Regionalgeschichtlicher Kontext

Die architektonische Ausführung der ursprünglichen Friedhofsanlage von 1919 macht deutlich, daß sich in Saarbrücken das national überhöhte Totengedenken der Generation des Ersten Weltkrieges noch völlig bruchlos in die ebenso glorifizierte Tradition soldatischer Heldenverehrung der Generation einreihte, welche die Schlacht von Spichern (Spicheren) erlebt hatte. Das 77er-Denkmal in Stieringen (Stiring-Wendel) befand sich ab 1918 auf französischem Boden, daher wurde es in der zeitgenössischen Ausdrucksweise „heimgeholt“ und nahe am historischen Ort der Schlacht auf deutschem Boden neu aufgestellt. Diese Aufstellung des an den Krieg 1870/1871 erinnernden Denkmals als architektonische Ergänzung zum Gräberfeld der sogenannten Feldgrauen von 1914–1918 auf dem neu entstehenden Hauptfriedhof, einem wichtigen sozialen Treffpunkt der jungen Großstadt, deren Selbstverständnis sich in hohem Maße dem Krieg 1870/1871 verdankte, markiert auf diesem Hintergrund eine bauliche Inszenierung nationaler Ressentiments. Das bewußte Arrangement von Gräberfeld 1914–1918 und Denkmal 1870/1871 – in dieser Art einzig im Saarland – erinnert in Ziel und Inhalt zugleich an viele französische Kriegerdenkmale, die nach 1870/1871 direkt an der Grenze zum Reichsland Elsaß-Lothringen errichtet worden waren: Symbolische Grenzwacht durch die Toten, errichtet mit dem Versprechen der Lebenden, die erlittene nationale Schmach der Kriegsniederlage zukünftig gutzumachen.
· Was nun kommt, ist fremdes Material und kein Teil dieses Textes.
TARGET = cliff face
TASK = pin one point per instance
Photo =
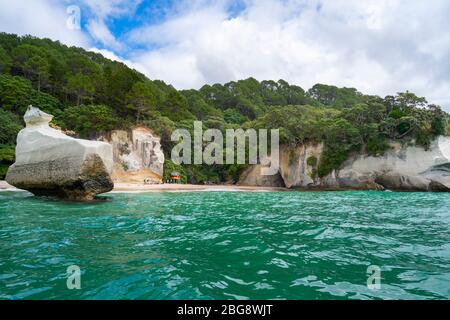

Aus der Zeit zwischen 1935 und 1940 ist für den Hauptfriedhof belegt, daß deutsche Widerstandskämpfer ein Loch in der Friedhofsmauer, an dieser Stelle identisch mit der Grenze zwischen Deutschland und Frankreich, dazu nutzten, Nachrichten und kleine Päckchen mit Flugblättern etc. auszutauschen.

Quellen und weiterführende Literatur

Herrmann, Hans-Walter (Hg.), Widerstand und Verweigerung im Saarland 1935–1945, Bonn 1989–1995, 3 Bde.

Staatliches Konservatoramt des Saarlandes (Hg.), Denkmalliste des Saarlandes, Saarbrücken 1996, erstellt vom Referat 2: Inventarisation und Bauforschung (Dr. Georg Skalecki), Stand: 1.8.1996, S. 284–285 und Nachtrag zur Denkmalliste in Internet-Version (Stand: Juli 2000).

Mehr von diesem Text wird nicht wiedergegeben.